Found this WWII-Korean war era portable/hand held spotlight setup last weekend on a pick, thought of this bike immediately. Battery box is fairly large, and has the early toggle switch setup. Wasn't originally planning to run a rack on this bike, but it's about the only place to mount box (size). Wanted something different from the norm, and I'm liking this, would leave the OD green as well.


----------



## Ed Minas (Dec 21, 2017)

Love the direction you are going with this. The color is great.
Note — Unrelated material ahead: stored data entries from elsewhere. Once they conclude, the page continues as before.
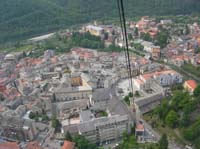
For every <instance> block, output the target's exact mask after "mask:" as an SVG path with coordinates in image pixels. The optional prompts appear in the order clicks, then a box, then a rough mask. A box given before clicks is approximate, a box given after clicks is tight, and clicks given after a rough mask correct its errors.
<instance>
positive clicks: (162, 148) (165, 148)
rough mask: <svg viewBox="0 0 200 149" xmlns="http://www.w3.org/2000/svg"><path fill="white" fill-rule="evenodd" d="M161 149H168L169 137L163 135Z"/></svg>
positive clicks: (161, 140) (160, 143) (158, 143)
mask: <svg viewBox="0 0 200 149" xmlns="http://www.w3.org/2000/svg"><path fill="white" fill-rule="evenodd" d="M158 146H159V149H168V140H167V135H166V134H163V135H162V137H161V139H160V141H159V143H158Z"/></svg>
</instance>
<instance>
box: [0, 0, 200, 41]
mask: <svg viewBox="0 0 200 149" xmlns="http://www.w3.org/2000/svg"><path fill="white" fill-rule="evenodd" d="M124 2H125V7H126V15H127V16H128V17H134V16H142V15H171V14H173V15H174V14H190V13H196V12H198V11H199V10H200V7H199V6H200V2H199V1H198V0H124ZM116 8H117V6H116V0H1V1H0V43H4V42H7V41H12V40H17V39H23V38H25V37H30V36H34V35H38V34H42V33H45V32H50V31H53V30H56V29H60V28H64V27H67V26H69V25H73V24H78V23H84V22H88V21H90V20H93V19H99V18H110V17H113V18H116V17H117V16H118V13H117V9H116Z"/></svg>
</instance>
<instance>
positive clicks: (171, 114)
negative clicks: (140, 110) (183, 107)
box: [165, 110, 178, 128]
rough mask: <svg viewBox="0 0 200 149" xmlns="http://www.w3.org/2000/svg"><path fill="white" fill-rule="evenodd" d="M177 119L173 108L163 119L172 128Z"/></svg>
mask: <svg viewBox="0 0 200 149" xmlns="http://www.w3.org/2000/svg"><path fill="white" fill-rule="evenodd" d="M177 121H178V115H177V113H176V112H175V111H174V110H171V111H170V112H169V113H168V114H167V116H166V119H165V122H166V124H167V125H168V126H170V127H172V128H173V127H175V126H176V124H177Z"/></svg>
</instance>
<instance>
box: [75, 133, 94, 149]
mask: <svg viewBox="0 0 200 149" xmlns="http://www.w3.org/2000/svg"><path fill="white" fill-rule="evenodd" d="M73 142H75V144H76V147H78V148H80V149H97V146H96V145H94V144H92V143H90V142H89V141H88V140H87V139H86V138H85V137H84V136H81V135H77V136H75V137H74V138H73Z"/></svg>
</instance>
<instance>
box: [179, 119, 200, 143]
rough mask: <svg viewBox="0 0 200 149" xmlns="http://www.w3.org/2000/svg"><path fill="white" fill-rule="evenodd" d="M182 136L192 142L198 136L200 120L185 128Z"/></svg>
mask: <svg viewBox="0 0 200 149" xmlns="http://www.w3.org/2000/svg"><path fill="white" fill-rule="evenodd" d="M183 134H184V137H185V138H186V139H187V140H189V141H194V139H196V138H198V137H199V136H200V119H198V120H197V121H196V122H195V123H194V124H192V125H191V126H190V127H189V128H187V129H186V130H185V131H184V133H183Z"/></svg>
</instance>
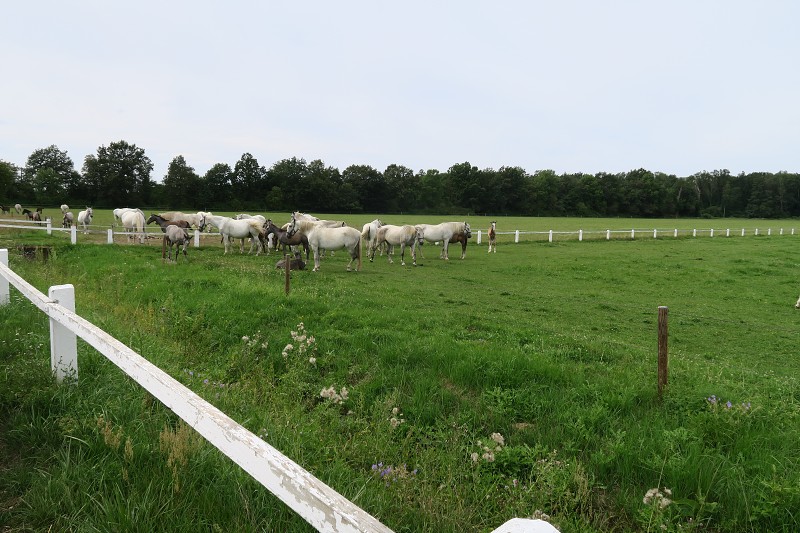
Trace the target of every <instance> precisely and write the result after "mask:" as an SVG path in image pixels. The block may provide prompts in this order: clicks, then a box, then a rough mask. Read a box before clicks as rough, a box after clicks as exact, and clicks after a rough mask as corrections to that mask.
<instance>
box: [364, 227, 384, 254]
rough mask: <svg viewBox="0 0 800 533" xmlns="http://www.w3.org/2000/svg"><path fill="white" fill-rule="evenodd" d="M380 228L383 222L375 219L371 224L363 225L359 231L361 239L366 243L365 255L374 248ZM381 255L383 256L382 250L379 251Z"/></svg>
mask: <svg viewBox="0 0 800 533" xmlns="http://www.w3.org/2000/svg"><path fill="white" fill-rule="evenodd" d="M381 226H383V222H381V220H380V219H377V218H376V219H375V220H373V221H372V222H367V223H366V224H364V226H363V228H362V230H361V239H362V240H365V241H366V243H367V244H366V248H367V254H369V253H371V252H372V249H373V248H375V240H376V239H377V238H378V229H379V228H380V227H381ZM373 255H374V254H373ZM381 255H383V250H381Z"/></svg>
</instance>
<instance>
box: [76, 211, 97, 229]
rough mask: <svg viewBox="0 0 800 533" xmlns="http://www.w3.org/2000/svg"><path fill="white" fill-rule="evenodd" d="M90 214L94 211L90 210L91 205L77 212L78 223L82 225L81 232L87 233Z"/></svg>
mask: <svg viewBox="0 0 800 533" xmlns="http://www.w3.org/2000/svg"><path fill="white" fill-rule="evenodd" d="M92 216H94V212H93V211H92V208H91V207H87V208H86V209H84V210H83V211H81V212H80V213H78V224H80V225H81V226H83V233H84V234H85V233H89V230H88V227H89V224H91V223H92Z"/></svg>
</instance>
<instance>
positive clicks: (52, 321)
mask: <svg viewBox="0 0 800 533" xmlns="http://www.w3.org/2000/svg"><path fill="white" fill-rule="evenodd" d="M48 296H50V299H51V300H53V302H54V303H57V304H58V305H60V306H61V307H63V308H64V309H66V310H68V311H72V312H73V313H74V312H75V287H73V286H72V285H54V286H52V287H50V290H49V291H48ZM50 368H51V369H52V371H53V374H54V375H55V376H56V381H58V382H59V383H61V382H62V381H64V378H70V379H72V380H75V381H77V380H78V343H77V337H76V335H75V334H74V333H73V332H72V331H70V330H69V328H66V327H64V326H62V325H61V324H59V323H58V322H56V321H55V320H53V319H52V318H51V319H50Z"/></svg>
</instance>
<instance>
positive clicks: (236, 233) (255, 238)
mask: <svg viewBox="0 0 800 533" xmlns="http://www.w3.org/2000/svg"><path fill="white" fill-rule="evenodd" d="M204 218H205V221H206V222H207V223H208V224H211V225H213V226H216V227H217V229H219V232H220V234H221V235H222V242H223V243H224V244H225V253H226V254H227V253H228V251H229V250H230V247H231V239H242V243H241V245H240V247H239V253H244V240H245V239H247V238H250V239H252V240H251V242H250V251H249V252H247V253H248V254H251V253H253V246H258V248H257V251H256V255H259V254H261V252H262V251H263V246H262V245H261V236H262V235H263V234H264V226H263V225H262V224H261V222H259V221H258V220H257V219H245V220H236V219H233V218H230V217H223V216H219V215H208V216H204Z"/></svg>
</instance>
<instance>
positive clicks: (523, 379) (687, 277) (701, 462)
mask: <svg viewBox="0 0 800 533" xmlns="http://www.w3.org/2000/svg"><path fill="white" fill-rule="evenodd" d="M283 217H284V218H285V215H283ZM334 217H335V218H345V219H346V220H348V223H351V224H352V225H357V224H363V223H364V222H368V221H369V220H371V219H372V218H375V217H368V216H364V217H358V218H357V217H352V219H351V218H349V217H346V216H341V215H339V216H335V215H331V216H330V218H334ZM362 218H363V220H362ZM382 218H385V219H387V220H385V221H386V222H401V221H402V220H400V219H401V218H402V219H403V220H405V221H408V222H410V223H414V222H422V221H433V220H431V217H427V218H425V217H399V216H397V217H382ZM395 218H397V220H395ZM447 218H448V217H441V220H445V219H447ZM276 219H278V220H281V218H278V216H277V215H276ZM423 219H424V220H423ZM543 221H544V222H546V223H543ZM613 221H618V222H619V225H617V226H612V225H611V224H612V222H613ZM470 222H471V223H472V225H473V230H475V229H477V228H478V227H488V221H487V222H486V223H481V222H482V219H476V220H475V221H473V220H470ZM510 222H513V223H514V224H513V226H518V228H515V229H520V230H528V231H539V230H542V231H546V229H550V228H549V227H548V226H549V225H550V224H553V226H552V227H553V229H554V230H574V229H577V228H578V227H581V226H579V225H578V223H579V222H582V223H583V225H582V227H583V228H584V229H587V228H596V229H605V228H606V227H610V228H611V229H617V228H620V229H624V228H626V227H627V228H630V227H634V226H632V224H631V221H630V220H625V219H623V220H621V221H620V220H619V219H609V220H591V219H513V220H508V221H506V220H504V219H501V220H500V221H499V223H498V226H499V229H500V230H501V231H503V230H506V229H507V228H509V227H512V225H511V224H510ZM646 222H648V223H649V227H650V228H652V227H659V228H670V227H686V228H691V227H694V226H693V223H695V222H698V221H646ZM706 222H707V223H708V221H706ZM712 222H714V225H715V226H717V227H725V226H728V225H729V226H730V227H731V228H734V227H735V228H741V227H748V228H755V227H760V228H766V227H769V226H770V225H771V226H772V227H773V228H779V227H781V224H782V226H783V227H784V228H787V233H788V231H789V230H788V228H790V227H791V222H787V221H783V222H773V221H770V224H766V223H764V221H757V222H756V221H743V222H747V223H748V224H750V225H749V226H744V225H743V224H737V223H736V222H739V221H724V224H725V226H721V225H719V224H718V223H719V221H712ZM654 224H657V226H655V225H654ZM677 224H683V225H682V226H676V225H677ZM635 227H637V228H639V227H648V226H644V225H640V224H639V222H638V221H637V223H636V226H635ZM696 227H698V228H700V227H701V226H699V225H698V226H696ZM705 227H711V226H710V225H708V224H707V225H706V226H705ZM651 231H652V230H651ZM762 231H763V230H762ZM764 232H765V231H764ZM773 232H774V233H777V231H776V230H775V229H773ZM748 233H750V232H748ZM798 238H800V236H791V235H784V236H777V235H776V234H773V236H772V237H767V236H763V235H762V236H759V237H755V236H752V235H750V236H748V237H745V238H741V237H738V236H737V237H736V238H733V237H731V238H727V239H726V238H714V239H710V238H708V237H705V238H697V239H693V238H679V239H674V238H664V239H658V240H653V239H652V238H648V239H638V238H637V240H634V241H631V240H630V239H613V240H612V241H610V242H606V241H605V240H604V239H600V240H590V241H587V242H583V243H578V242H576V241H574V240H570V241H559V242H555V243H552V244H550V243H547V242H543V241H541V240H539V241H523V242H521V243H519V244H511V243H510V242H503V241H502V240H501V246H499V247H498V250H499V251H498V252H497V254H491V255H488V254H486V247H485V242H484V245H483V246H480V247H478V246H474V242H473V243H471V244H470V246H469V248H468V249H467V259H466V260H464V261H460V260H452V259H451V261H449V262H444V261H441V260H439V259H438V253H437V252H436V248H435V247H432V246H430V245H426V246H425V252H426V255H427V259H424V260H421V261H420V263H421V266H419V267H416V268H414V267H411V266H410V264H409V266H407V267H401V266H400V265H399V262H396V263H395V264H394V265H389V264H387V262H386V258H385V257H376V258H375V262H374V263H369V262H365V265H364V268H363V270H362V272H359V273H348V272H345V270H344V265H345V264H346V258H345V256H346V254H345V253H343V252H342V253H337V254H336V256H334V257H333V258H326V259H324V260H323V264H322V270H321V272H318V273H312V272H307V271H306V272H296V273H293V275H292V287H291V293H290V295H289V296H288V297H287V296H285V295H284V293H283V288H284V286H283V281H284V279H283V274H282V273H281V272H278V271H275V270H274V262H275V261H276V260H277V257H276V256H275V255H271V256H268V257H254V256H240V255H238V254H234V255H232V256H231V255H228V256H223V255H222V252H221V249H220V248H218V247H217V245H216V243H209V244H208V245H206V243H205V241H204V245H203V247H202V248H201V249H199V250H198V249H194V248H192V249H190V250H189V259H188V261H187V262H185V263H184V262H181V263H178V264H177V265H175V264H163V263H162V262H161V258H160V251H157V250H155V249H154V247H152V246H150V247H148V246H144V247H143V246H107V245H96V246H95V245H85V246H83V245H81V246H75V247H73V246H70V245H68V244H61V243H59V241H58V240H57V237H56V236H53V237H51V240H50V242H54V243H56V244H55V245H54V246H55V254H54V257H53V258H52V259H51V261H49V262H48V263H42V262H40V261H30V260H25V259H22V258H21V257H19V256H18V255H17V254H16V251H15V246H16V243H19V242H23V241H24V242H26V243H28V242H36V241H37V240H39V239H42V240H43V238H42V237H40V236H34V235H32V234H30V233H22V234H20V233H19V232H13V233H12V232H6V233H0V247H8V248H10V249H11V252H10V253H11V261H10V262H11V266H12V268H14V269H15V270H16V271H17V272H18V273H20V274H21V275H22V276H23V277H24V278H25V279H27V280H29V281H30V282H31V283H33V284H34V285H36V286H37V287H39V288H40V290H42V291H43V292H46V290H47V287H48V286H49V285H54V284H60V283H72V284H73V285H75V287H76V300H77V302H76V308H77V312H78V313H79V314H81V315H82V316H84V317H86V318H87V319H89V320H91V321H92V322H94V323H95V324H97V325H98V326H100V327H102V328H104V329H106V330H107V331H109V332H110V333H111V334H112V335H114V336H115V337H117V338H118V339H120V340H121V341H123V342H125V343H126V344H128V345H129V346H131V347H132V348H133V349H135V350H136V351H138V352H139V353H141V354H142V355H143V356H144V357H146V358H147V359H149V360H151V361H152V362H153V363H155V364H156V365H158V366H160V367H161V368H163V369H164V370H165V371H167V372H168V373H170V374H171V375H172V376H174V377H175V378H176V379H178V380H180V381H182V382H183V383H185V384H186V385H187V386H189V387H190V388H191V389H192V390H194V391H195V392H197V393H198V394H200V395H201V396H203V397H204V398H206V399H207V400H209V401H210V402H212V403H213V404H215V405H217V406H218V407H219V408H221V409H222V410H223V411H225V412H226V413H228V414H229V415H230V416H232V417H233V418H234V419H236V420H237V421H239V422H240V423H242V424H243V425H244V426H245V427H247V428H248V429H250V430H251V431H253V432H254V433H256V434H258V435H264V438H265V439H266V440H267V441H268V442H269V443H270V444H272V445H274V446H275V447H276V448H278V449H279V450H281V451H283V452H284V453H286V454H287V455H288V456H289V457H291V458H292V459H293V460H295V461H297V462H298V463H299V464H301V465H302V466H304V467H305V468H307V469H309V470H310V471H312V472H313V473H314V474H315V475H316V476H318V477H320V478H321V479H322V480H323V481H325V482H326V483H329V484H330V485H331V486H332V487H333V488H334V489H336V490H337V491H339V492H340V493H342V494H343V495H344V496H345V497H347V498H350V499H352V500H353V501H355V503H357V504H358V505H360V506H362V507H363V508H364V509H365V510H366V511H367V512H369V513H370V514H373V515H374V516H376V517H377V518H378V519H379V520H381V521H382V522H383V523H385V524H386V525H387V526H389V527H391V528H392V529H394V530H396V531H463V530H467V531H490V530H492V529H494V528H495V527H498V526H499V525H501V524H502V523H503V522H505V521H506V520H508V519H510V518H512V517H514V516H531V515H533V514H534V512H535V511H537V510H539V511H541V512H544V513H546V514H548V515H549V516H550V517H551V520H552V521H553V522H554V523H556V524H557V525H558V526H559V527H560V528H561V529H562V531H648V530H652V531H654V530H659V529H660V526H661V525H662V524H664V525H665V526H666V528H667V530H678V529H679V528H682V530H691V529H704V530H711V531H765V530H769V531H794V530H797V528H798V526H800V518H798V516H797V514H796V509H798V508H800V475H798V472H799V471H800V469H798V466H800V465H799V464H798V460H799V459H800V451H798V448H797V446H796V442H797V440H798V427H799V426H798V421H799V420H798V414H800V410H799V409H798V401H800V387H798V383H797V378H796V376H797V375H798V370H800V368H799V367H800V361H798V360H797V358H796V356H795V354H796V352H797V350H796V339H797V337H798V336H797V333H798V326H797V322H796V321H797V317H798V315H797V313H800V312H798V311H796V310H795V309H794V308H793V304H794V301H795V299H796V297H797V293H798V287H797V283H796V278H797V275H796V274H797V267H798V263H799V262H800V261H798V259H797V253H796V251H795V250H796V242H795V240H796V239H798ZM473 241H474V239H473ZM454 256H457V255H455V254H451V257H454ZM660 305H666V306H668V307H669V318H670V321H669V333H670V337H669V349H670V374H669V378H670V384H669V388H668V390H667V393H666V396H665V398H664V400H663V402H659V401H658V399H657V395H656V352H657V339H656V331H657V324H656V322H657V308H658V306H660ZM0 320H2V323H3V328H1V329H0V361H2V363H0V365H1V366H0V368H2V372H0V379H1V380H2V383H0V420H2V422H1V423H2V429H3V431H2V432H0V435H3V437H2V441H0V442H2V446H3V449H2V450H0V456H4V455H5V456H7V457H8V459H7V460H5V463H4V465H3V467H2V468H3V470H2V471H0V506H2V508H3V509H4V510H5V509H8V512H6V513H3V514H2V515H0V525H2V526H4V527H9V528H11V529H20V530H27V529H33V530H37V529H46V528H49V527H53V528H54V529H76V530H82V529H106V528H108V527H109V526H108V525H107V524H116V525H117V526H118V527H119V528H122V529H126V530H127V529H130V530H139V529H141V530H143V531H144V530H152V529H169V530H192V531H194V530H196V529H197V525H198V524H200V525H201V526H200V527H205V528H208V529H210V530H216V529H219V530H274V531H286V530H298V529H299V530H303V529H307V528H308V526H306V525H305V524H304V522H303V521H302V520H301V519H299V518H298V517H297V516H295V515H294V514H293V513H292V512H291V511H289V510H288V509H287V508H285V506H284V505H283V504H282V503H281V502H279V501H277V500H276V499H275V498H274V497H272V496H270V495H269V494H268V493H267V491H266V490H265V489H263V488H262V487H260V486H259V485H258V484H257V483H255V482H254V481H252V480H251V479H249V478H248V476H247V475H245V474H243V473H242V472H240V471H239V470H238V468H237V467H236V466H235V465H233V464H232V463H231V462H230V461H229V460H227V459H225V458H224V457H221V456H220V454H219V453H218V452H216V451H215V450H214V449H213V448H212V447H211V446H210V445H208V444H205V443H202V442H201V441H199V440H197V439H195V438H192V437H191V433H190V432H187V431H185V430H183V429H182V427H181V424H179V423H178V422H177V420H176V418H175V417H174V415H172V414H171V413H170V412H169V410H168V409H166V408H165V407H163V406H161V405H160V404H158V402H155V401H154V400H153V399H152V398H150V397H149V396H148V395H147V394H146V393H145V392H143V391H142V390H141V389H140V388H139V387H138V386H136V384H135V383H133V382H132V381H131V380H130V379H128V378H125V377H124V376H123V375H121V372H120V371H119V370H118V369H116V367H114V366H113V365H112V364H110V363H108V362H107V361H105V360H104V358H103V357H102V356H100V355H99V354H97V353H96V352H94V351H93V350H92V349H91V348H89V347H88V346H86V345H84V344H82V343H79V365H80V376H81V378H80V382H79V383H78V384H77V386H73V387H56V386H55V385H54V384H53V383H52V380H51V379H50V377H49V370H48V361H49V356H48V340H47V339H48V332H47V321H46V319H45V318H44V316H43V315H41V313H39V312H38V311H37V310H36V309H35V308H33V306H32V305H31V304H30V303H27V302H26V301H21V299H20V297H19V295H18V294H17V293H16V292H15V291H12V302H11V304H10V305H9V306H7V307H5V308H3V309H0ZM300 322H302V323H303V324H304V326H305V328H306V330H307V331H308V333H309V334H310V335H313V336H314V338H315V343H314V344H313V350H311V351H310V352H309V353H306V354H304V355H303V356H300V355H299V354H298V353H297V352H298V349H297V347H295V349H294V350H292V351H291V353H289V354H288V355H287V357H286V358H284V357H283V355H282V351H283V350H284V347H285V346H286V345H287V344H288V343H292V344H294V345H295V346H297V344H298V343H297V342H296V341H294V340H293V339H292V336H291V333H290V332H291V331H298V327H297V326H298V324H299V323H300ZM245 336H246V337H247V338H248V340H243V337H245ZM310 356H313V357H315V359H316V363H315V364H313V365H312V364H310V363H309V360H308V359H309V357H310ZM330 386H334V387H335V389H336V391H341V388H342V387H346V388H347V389H348V391H349V394H348V396H347V399H346V400H345V401H344V402H343V403H341V404H335V403H332V402H331V401H329V400H326V399H324V398H322V397H321V396H320V391H321V390H322V389H323V388H327V387H330ZM712 395H715V396H716V397H717V398H719V399H720V403H717V404H716V405H714V404H712V403H710V402H709V401H708V398H709V397H711V396H712ZM727 401H730V402H731V404H732V406H731V408H727V406H726V402H727ZM394 408H397V409H398V411H397V412H393V409H394ZM393 418H394V421H393V420H392V419H393ZM395 426H396V427H395ZM493 433H500V434H502V436H503V438H504V446H503V447H502V448H501V450H500V451H497V450H494V461H493V462H488V461H486V460H483V459H481V458H480V456H481V455H482V454H483V453H484V452H485V450H484V447H485V446H487V443H490V442H491V443H493V441H492V440H491V436H492V434H493ZM117 435H118V437H117ZM479 441H480V442H481V444H480V445H479V444H478V442H479ZM128 443H129V444H128ZM163 443H177V444H175V445H174V446H173V447H172V448H171V447H170V446H171V445H168V444H163ZM126 446H127V448H126ZM495 446H496V445H495V444H492V448H494V447H495ZM6 452H7V453H6ZM473 453H477V454H478V458H479V460H478V461H477V462H473V460H472V458H471V456H472V454H473ZM171 458H172V459H171ZM170 461H172V463H171V464H173V465H177V466H176V467H175V468H173V467H171V466H170ZM379 463H382V466H381V467H376V469H373V465H378V464H379ZM389 465H391V466H392V467H393V469H392V471H391V472H390V473H386V474H385V475H384V477H381V476H380V472H381V471H382V470H383V471H385V470H386V468H387V467H388V466H389ZM415 470H416V472H414V471H415ZM655 487H661V488H662V489H663V488H664V487H668V488H669V489H671V491H672V499H673V500H674V503H672V504H671V505H669V506H667V507H666V508H664V509H663V510H660V509H654V507H652V506H647V505H644V504H643V502H642V498H643V497H644V495H645V493H646V492H647V491H648V490H649V489H651V488H655ZM65 494H66V495H68V496H66V497H65Z"/></svg>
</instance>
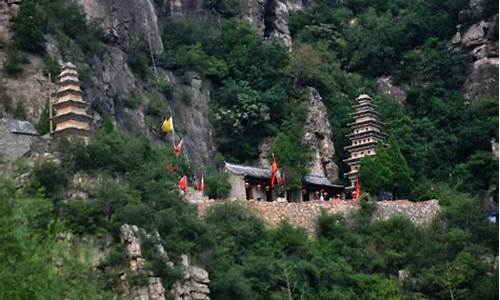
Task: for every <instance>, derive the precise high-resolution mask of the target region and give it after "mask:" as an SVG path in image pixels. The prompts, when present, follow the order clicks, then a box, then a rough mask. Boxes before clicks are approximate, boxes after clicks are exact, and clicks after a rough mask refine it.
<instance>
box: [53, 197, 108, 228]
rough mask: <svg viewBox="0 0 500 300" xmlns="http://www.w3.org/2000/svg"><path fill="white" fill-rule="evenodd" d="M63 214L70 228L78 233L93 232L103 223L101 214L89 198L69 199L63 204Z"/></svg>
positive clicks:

The headlight seems to fit with cool factor of the fork.  Maybe you could paint some sort of label on the box and then weather it so it looks like it was always there.  A company name perhaps or maybe a delivery service?  Just a thought to create the illusion that battery box is something other than a battery box.


----------



## tripple3 (Dec 21, 2017)

I dig it.
Keep it pointed low so you don't blind people coming towards you tho.....
Enjoy the ride.


----------



## Saving Tempest (Dec 21, 2017)

That is one hip sled, Santa


----------